Now you might be thinking I am about to write paragraphs about how much easier it makes reading and writing code or you might be one of the R users who are not so keen on it and would quite like to disagree with me. But forget the usage of the operator itself for a moment and think about what it has done for the standardisation of R functions.
This year I have been fortunate enough to be at a large number of user groups and conferences including UseR, EARL London and EARL Boston, where developers have presented their newly written R packages. And what have I heard most commonly in these talks? “Of course it is designed to work with the pipe operator”. Even if they don’t say the words it is clear from the code examples they present that they have thought about how it will work with this operator that we are using with such enthusiasm.
So what is the change? Invariably data is now the first argument, something that hasn’t always been the case – ‘qplot’ in ggplot2 is a great (and now incredibly frustrating!) example of the data argument not being first. I am sure we have all felt the pain of having to use the “.” to pipe into the data argument of ‘qplot’ and wished it could be updated! But given that we are using a language with no universal standards, with everyone having their own opinion on whether we should use R6, Reference, S3 or S4 classes, I am impressed at how quickly we are adopting this unspoken rule.

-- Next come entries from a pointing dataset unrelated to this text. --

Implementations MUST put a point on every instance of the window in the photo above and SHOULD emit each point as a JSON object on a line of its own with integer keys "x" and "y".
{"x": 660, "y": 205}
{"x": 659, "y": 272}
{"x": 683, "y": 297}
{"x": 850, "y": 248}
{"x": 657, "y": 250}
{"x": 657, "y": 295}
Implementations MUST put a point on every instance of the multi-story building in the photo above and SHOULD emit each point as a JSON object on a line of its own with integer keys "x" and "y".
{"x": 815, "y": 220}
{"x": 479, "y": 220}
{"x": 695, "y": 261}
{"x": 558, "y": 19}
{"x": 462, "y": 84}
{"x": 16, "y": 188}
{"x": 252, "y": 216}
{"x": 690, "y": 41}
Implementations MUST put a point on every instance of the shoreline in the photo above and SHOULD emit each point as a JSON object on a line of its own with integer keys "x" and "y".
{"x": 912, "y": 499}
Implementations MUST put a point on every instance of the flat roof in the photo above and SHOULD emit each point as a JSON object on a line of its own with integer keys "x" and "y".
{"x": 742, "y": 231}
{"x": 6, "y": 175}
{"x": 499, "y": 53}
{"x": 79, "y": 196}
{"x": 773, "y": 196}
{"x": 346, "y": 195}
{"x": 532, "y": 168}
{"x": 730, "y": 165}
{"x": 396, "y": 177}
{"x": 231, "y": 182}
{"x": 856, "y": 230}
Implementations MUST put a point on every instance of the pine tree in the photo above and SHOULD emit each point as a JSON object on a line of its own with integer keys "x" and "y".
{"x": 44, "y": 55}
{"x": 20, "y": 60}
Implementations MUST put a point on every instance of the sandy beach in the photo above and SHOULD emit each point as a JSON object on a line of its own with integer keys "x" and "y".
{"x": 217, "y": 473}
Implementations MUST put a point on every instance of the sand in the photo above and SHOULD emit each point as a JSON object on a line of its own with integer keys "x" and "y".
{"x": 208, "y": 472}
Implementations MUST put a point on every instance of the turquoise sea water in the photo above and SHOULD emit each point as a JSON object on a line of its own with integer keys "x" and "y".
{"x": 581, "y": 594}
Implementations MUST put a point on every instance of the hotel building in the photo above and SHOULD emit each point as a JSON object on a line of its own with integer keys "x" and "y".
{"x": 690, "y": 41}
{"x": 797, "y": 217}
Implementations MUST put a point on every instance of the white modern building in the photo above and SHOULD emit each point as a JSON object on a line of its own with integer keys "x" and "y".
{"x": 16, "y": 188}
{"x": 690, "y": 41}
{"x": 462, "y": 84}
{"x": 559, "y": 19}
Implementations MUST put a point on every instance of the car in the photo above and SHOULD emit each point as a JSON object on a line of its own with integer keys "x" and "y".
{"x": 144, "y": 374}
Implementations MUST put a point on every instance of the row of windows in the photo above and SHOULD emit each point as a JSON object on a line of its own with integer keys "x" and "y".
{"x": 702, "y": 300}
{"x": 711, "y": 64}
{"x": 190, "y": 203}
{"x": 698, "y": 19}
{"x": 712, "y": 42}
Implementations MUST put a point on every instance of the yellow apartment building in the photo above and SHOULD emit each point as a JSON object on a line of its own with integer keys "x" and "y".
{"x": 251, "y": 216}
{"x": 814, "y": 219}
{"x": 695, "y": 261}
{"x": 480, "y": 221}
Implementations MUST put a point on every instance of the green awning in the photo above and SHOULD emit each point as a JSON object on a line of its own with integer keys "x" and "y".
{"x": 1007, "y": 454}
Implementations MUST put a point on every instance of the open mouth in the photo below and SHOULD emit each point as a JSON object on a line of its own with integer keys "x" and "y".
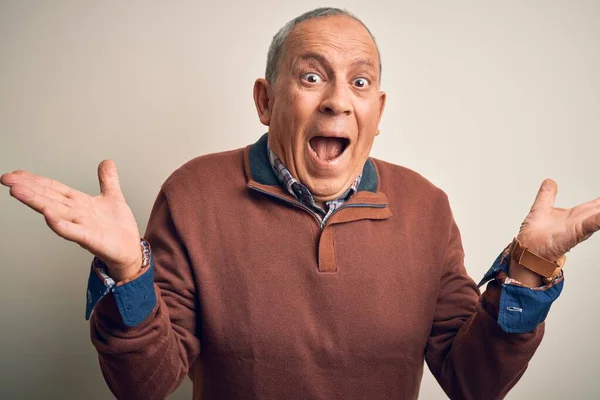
{"x": 328, "y": 148}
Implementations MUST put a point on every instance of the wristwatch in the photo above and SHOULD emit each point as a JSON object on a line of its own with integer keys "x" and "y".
{"x": 549, "y": 270}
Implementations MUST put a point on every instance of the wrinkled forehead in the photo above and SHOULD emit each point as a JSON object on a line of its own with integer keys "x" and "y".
{"x": 336, "y": 38}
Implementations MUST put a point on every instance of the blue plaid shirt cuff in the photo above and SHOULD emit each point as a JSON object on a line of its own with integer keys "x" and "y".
{"x": 135, "y": 299}
{"x": 521, "y": 308}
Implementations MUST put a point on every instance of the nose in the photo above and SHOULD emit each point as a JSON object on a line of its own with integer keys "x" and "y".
{"x": 336, "y": 100}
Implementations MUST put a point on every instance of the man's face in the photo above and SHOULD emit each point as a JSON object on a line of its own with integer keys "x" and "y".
{"x": 324, "y": 108}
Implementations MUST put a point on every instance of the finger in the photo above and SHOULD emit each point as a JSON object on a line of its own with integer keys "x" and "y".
{"x": 545, "y": 196}
{"x": 67, "y": 229}
{"x": 590, "y": 225}
{"x": 29, "y": 178}
{"x": 108, "y": 178}
{"x": 40, "y": 203}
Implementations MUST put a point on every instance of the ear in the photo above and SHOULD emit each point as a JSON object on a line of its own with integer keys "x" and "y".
{"x": 382, "y": 97}
{"x": 262, "y": 101}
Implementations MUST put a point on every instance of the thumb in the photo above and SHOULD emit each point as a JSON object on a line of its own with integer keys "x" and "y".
{"x": 546, "y": 195}
{"x": 108, "y": 178}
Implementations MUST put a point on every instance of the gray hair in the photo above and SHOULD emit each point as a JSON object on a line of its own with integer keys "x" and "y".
{"x": 276, "y": 47}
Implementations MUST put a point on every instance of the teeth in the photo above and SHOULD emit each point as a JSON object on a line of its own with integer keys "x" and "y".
{"x": 313, "y": 151}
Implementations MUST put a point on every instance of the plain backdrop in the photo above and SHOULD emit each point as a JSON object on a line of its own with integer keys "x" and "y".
{"x": 485, "y": 99}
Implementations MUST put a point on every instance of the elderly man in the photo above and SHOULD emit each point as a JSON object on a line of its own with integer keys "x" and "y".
{"x": 299, "y": 267}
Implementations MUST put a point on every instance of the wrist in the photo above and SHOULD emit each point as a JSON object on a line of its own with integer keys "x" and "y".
{"x": 125, "y": 273}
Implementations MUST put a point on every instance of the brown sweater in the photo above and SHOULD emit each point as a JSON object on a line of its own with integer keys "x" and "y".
{"x": 255, "y": 300}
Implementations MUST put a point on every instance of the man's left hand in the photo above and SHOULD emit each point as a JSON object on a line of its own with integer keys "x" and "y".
{"x": 551, "y": 232}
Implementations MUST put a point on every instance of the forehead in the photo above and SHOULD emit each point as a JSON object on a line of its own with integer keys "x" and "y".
{"x": 333, "y": 37}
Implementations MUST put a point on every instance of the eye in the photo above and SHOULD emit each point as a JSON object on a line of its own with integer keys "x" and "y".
{"x": 312, "y": 77}
{"x": 361, "y": 82}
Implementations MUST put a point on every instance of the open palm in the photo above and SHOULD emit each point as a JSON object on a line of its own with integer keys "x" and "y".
{"x": 104, "y": 224}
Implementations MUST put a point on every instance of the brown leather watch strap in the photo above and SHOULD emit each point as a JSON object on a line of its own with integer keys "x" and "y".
{"x": 536, "y": 263}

For those of you that want hard numbers to back up the claim, well that’s a little more difficult to get at. At the moment there are around 60 packages on CRAN that depend on or import magrittr but this tells us very little about those that have been designed to work with magrittr but do not insist upon it.
As far as I am aware this is the first time that a single R package has had such an impact on the way we code in R and the way we write our own functions. I’m sure many of you will disagree, many will find an example that I am not aware of but, for now, I am going to stick by my claim, and suggest a new addition to coding standards everywhere:
Data should always be the first argument to a function.